What happens when we insert a person into the Pattern Match / Agenda Resolution / Fire cycle?
1. Pattern Matching
People are natural pattern matchers.
The question Luke is asking here is whether it is worth it to encode in a group of business rules how to select the data sets that seem the most interesting to pursue. Heuristics can be quite subjective so having a human make that selection manually at the right time.
This is something we see quite a bit actually in all applications that use the notion of “event-rules” (triggers that specific how to find the value of an attribute). Note that the event-rules offer the option to reach out to human as well as other “non-human systems”.
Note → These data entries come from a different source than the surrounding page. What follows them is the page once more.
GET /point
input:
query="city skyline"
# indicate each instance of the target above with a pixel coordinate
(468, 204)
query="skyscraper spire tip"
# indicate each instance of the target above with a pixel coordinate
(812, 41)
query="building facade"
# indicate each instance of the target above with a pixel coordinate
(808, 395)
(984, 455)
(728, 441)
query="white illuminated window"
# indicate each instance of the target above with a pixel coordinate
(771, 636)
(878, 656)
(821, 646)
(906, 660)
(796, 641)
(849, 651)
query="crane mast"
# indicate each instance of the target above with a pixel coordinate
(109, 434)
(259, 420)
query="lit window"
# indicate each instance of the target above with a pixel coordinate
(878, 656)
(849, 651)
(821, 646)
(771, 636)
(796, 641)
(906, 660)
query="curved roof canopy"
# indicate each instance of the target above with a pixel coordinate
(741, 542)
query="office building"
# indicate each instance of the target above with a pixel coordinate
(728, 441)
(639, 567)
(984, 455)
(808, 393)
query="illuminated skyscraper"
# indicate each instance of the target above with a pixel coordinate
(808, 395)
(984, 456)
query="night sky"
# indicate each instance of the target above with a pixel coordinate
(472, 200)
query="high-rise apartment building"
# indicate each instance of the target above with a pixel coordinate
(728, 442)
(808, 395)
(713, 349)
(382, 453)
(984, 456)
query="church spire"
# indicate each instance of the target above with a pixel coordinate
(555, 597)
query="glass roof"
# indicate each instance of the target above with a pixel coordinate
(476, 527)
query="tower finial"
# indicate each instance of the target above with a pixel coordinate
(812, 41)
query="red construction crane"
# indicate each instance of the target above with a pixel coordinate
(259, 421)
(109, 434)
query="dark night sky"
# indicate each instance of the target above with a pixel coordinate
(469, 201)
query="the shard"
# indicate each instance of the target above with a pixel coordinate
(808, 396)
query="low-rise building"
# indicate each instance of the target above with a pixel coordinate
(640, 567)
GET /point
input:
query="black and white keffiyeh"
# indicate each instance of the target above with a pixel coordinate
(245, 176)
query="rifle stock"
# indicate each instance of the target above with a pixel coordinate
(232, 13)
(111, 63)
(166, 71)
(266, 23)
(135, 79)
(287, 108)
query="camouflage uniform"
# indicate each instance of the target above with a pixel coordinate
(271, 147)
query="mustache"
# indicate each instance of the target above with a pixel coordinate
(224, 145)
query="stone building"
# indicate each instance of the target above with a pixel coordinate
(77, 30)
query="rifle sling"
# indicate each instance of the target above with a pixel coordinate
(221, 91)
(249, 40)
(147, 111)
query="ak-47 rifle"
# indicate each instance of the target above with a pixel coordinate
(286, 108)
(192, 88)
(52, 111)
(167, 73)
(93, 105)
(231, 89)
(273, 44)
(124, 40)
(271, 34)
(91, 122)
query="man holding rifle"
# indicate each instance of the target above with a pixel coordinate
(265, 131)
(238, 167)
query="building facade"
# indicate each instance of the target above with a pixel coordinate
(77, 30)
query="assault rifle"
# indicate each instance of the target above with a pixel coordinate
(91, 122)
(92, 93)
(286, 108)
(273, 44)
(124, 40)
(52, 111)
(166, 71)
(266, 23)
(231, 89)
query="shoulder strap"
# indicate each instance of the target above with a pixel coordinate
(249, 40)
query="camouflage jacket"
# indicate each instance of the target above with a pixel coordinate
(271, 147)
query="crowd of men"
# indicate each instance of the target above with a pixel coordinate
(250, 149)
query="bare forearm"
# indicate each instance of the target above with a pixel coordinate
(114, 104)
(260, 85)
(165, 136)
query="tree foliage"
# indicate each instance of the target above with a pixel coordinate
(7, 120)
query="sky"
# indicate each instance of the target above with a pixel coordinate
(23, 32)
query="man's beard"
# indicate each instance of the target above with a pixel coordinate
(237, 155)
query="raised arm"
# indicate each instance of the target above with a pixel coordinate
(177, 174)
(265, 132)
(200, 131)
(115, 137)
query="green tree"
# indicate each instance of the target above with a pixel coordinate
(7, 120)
We used to do a lot of that a couple of decades ago, when expert systems were big. I was personally involved in a missile diagnostic application where I actually encoded most of the expertise as “backward-chaining” rules including the chart interpretation — although I would have been happy back then to let a human do it instead of me scratching my head to get it done… The human interactions in my application were limited to entering test results and looking at the Engineering Schematics of the missile to assess whether the suspect list is short enough to “manually” end the diagnostic.
Memories, memories…
Other memories come from the fact assertion terminology. This is so reminiscing of those times. New BRMS focus on transactions with input / output…
2. Agenda Resolution
Asking a user to select the rule to execute at agenda resolution time may or may not practical, from a performance perspective. I have never seen that. It looks like Luke has not either.
3. Execution
User could help jump to conclusion in the middle of rules execution. This seem to be close to the role my missile experts played way back when…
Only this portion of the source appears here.